Here is an item which resonated strongly with me and may do so with you too. In my case I have had the good fortune to meet an Apollo astronaut (been to the moon – and back) in person, Charlie Duke, in the mid 70s. And have also circumvented our little planet, 3rd from the sun, several times – while at a lower height than outer space travellers.

I wonder if you also see that perspectives of ‘high fliers’ – see also my Conversare blog post on this – have particular salience for our current times?

This below (which I transcribed) is excerpted from an interview of Chris Hadfield, Astronaut, on Late Night Live (an Australian Radio National program), hosted by Phillip Adams on Wednesday 6 August 2014.

Chris is the author of An Astronaut’s Guide to Life on Earth.

“… I was up (on the space station) for five months and it really gave time to think and time to look at the  world, actually to steal 90 minutes at one point and just float  by the window and watch the world, go round the world once with nothing to do but ponder it.

And I think probably the biggest personal change was a loss of the sense of the line between ‘us’ and ‘them’.

It’s really we sort of teach it to our children, you know. Don’t talk to strangers, this is us. This is our whatever – our family, our house, our neighours, our relatives, your school.

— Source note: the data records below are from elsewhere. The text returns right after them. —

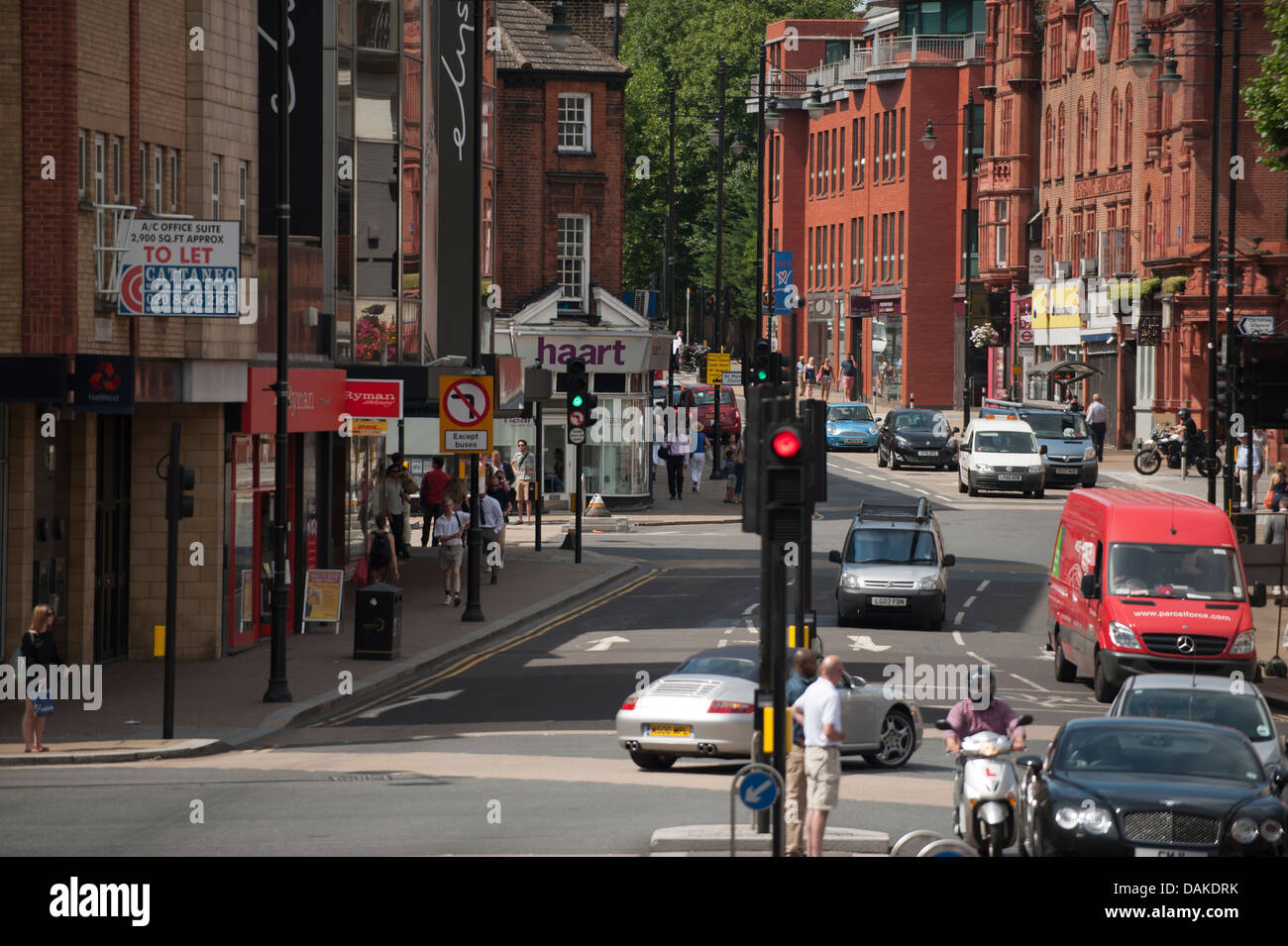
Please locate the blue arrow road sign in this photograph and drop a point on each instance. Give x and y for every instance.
(758, 790)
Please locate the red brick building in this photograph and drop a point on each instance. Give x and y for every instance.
(862, 205)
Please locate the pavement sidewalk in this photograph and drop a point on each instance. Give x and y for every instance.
(219, 703)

It slowly grows where the line between us and them is. Um but to – I’ve been around the world thousands of times, 2, 593 times – and that line we impose on ourselves of where us ends and them starts, just keeps diminishing and it wasn’t conscious. I noticed maybe a third of the way into my half year stint up there that I just started referring to everybody as ‘us.’ Unconsciously there was some sort of transition in my mind that ‘Hey, we’re all in this together.’

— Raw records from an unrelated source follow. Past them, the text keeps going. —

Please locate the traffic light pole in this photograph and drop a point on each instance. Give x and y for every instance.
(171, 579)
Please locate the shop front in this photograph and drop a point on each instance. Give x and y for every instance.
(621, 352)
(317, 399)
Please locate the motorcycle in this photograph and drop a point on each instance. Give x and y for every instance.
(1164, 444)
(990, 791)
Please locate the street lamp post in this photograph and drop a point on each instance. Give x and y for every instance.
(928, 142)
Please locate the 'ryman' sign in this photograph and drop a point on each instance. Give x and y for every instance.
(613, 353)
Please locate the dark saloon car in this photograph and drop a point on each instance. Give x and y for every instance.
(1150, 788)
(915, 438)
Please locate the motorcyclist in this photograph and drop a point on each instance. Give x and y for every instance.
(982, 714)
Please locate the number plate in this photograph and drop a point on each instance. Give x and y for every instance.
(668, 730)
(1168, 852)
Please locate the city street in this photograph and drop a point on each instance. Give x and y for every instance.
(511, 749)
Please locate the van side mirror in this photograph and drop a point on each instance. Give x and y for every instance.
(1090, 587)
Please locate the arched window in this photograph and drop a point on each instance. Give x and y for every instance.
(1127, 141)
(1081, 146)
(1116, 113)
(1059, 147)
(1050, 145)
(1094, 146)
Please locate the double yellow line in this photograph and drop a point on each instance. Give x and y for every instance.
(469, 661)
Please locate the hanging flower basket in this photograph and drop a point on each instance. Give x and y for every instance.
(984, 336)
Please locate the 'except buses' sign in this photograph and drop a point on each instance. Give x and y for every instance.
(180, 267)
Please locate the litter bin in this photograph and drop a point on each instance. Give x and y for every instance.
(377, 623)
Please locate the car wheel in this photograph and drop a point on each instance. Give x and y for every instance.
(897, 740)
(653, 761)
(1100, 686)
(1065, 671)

And I think you come across any city in Australia and you see the pattern of the downtown and the suburbs and the surrounding farms and the water and the rail and the communications, just the standard human pattern. And then if you just wait until you cross the Pacific – takes about 25 minutes and then you come across the Americas and there’s that exact same pattern again. And then you wait another 20 minutes and you come across northern Africa – and there’s that exact same pattern again

And we solve the same problems the same way, all over the world. It’s just ‘us’ and everybody just wants some grace and better chances for their children and a chance to laugh, understand it all. And that inclusionary feeling was all pervasive and unavoidable, having seen the world the way I’ve seen it and it was part of my motivations in doing my best to share it when I came back.”